Quantum Leap: Search and Rescue (1994) – Melissa Crandall

While I didn’t actively dislike this entry in the Quantum Leap novel series, it is arguably the weakest of the bunch so far, and the only thing that really makes it a Quantum Leap story is the fact that both Sam Beckett and Al Calavicci are in it.

But there are a number of continuity errors with the series that are more than a little troubling. In this story, both Sam and Al leap, caused by a storm near the project’s location in New Mexico. Alright, sure I guess. Al could have been in the Accelerator when the lightning struck, but why was Sam’s body there and not in the Waiting Room?

Then, not only was Al leaped back at the end of the story (not really a spoiler because we know that the novels can’t change anything too drastically), but he’s able to be leaped back without a problem, there was no retrieval program initiated, it just happened.

There’s also the reveal that Ziggy, in her/his only appearance in the book is able to temporarily transmit information to both Sam and Al via their neural link. Something that never happened before or again.

Honestly, most of the book feels like a search and rescue story with Sam and Al shoehorned into the narrative.

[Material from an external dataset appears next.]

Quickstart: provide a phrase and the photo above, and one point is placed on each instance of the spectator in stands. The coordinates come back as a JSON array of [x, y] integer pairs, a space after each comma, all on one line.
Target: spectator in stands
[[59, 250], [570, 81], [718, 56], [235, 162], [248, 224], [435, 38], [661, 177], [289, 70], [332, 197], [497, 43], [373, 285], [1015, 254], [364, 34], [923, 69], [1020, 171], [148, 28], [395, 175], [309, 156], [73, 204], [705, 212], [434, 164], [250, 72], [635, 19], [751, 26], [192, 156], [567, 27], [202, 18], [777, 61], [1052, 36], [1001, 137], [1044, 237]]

Sam is travelling with the father of one of the people that has been lost in a plane crash in the Canadian Rockies. The father is dying from leukemia and has distanced himself from his daughter Lyndell, now he’s desperate to find her before it’s too late.

Al is in the party that has survived the plane crash and is trying to keep things together. Both he and Sam know that their mission is to get the survivors rescued but to also reunite father and daughter, something that no doubt would’ve happened post-rescue anyway.

I find that the best things about Leap stories, outside of the ones that have brilliant, and still relevant social commentary, is the friendship between Sam and Al, the interplay they share. Having them both leap in this story, and keeping them separate for the entire story (until it’s conclusion, of course) doesn’t do the novel any favours.

It didn’t feel like a Leap tale, and by bouncing between the two main stories, the search and the rescue, none of the characters are able to get fleshed out more than being interchangeable cardboard characters.

It’s not a horrible story, it just could have been a lot better, what if Sam had leapt twice, once into the crash survivors, and then into the searchers, and then he would have had Al by his side.

Maybe the next entry will be stronger, when author Ashley McConnell gets one more Leap go-round with Random Measures. Oh boy.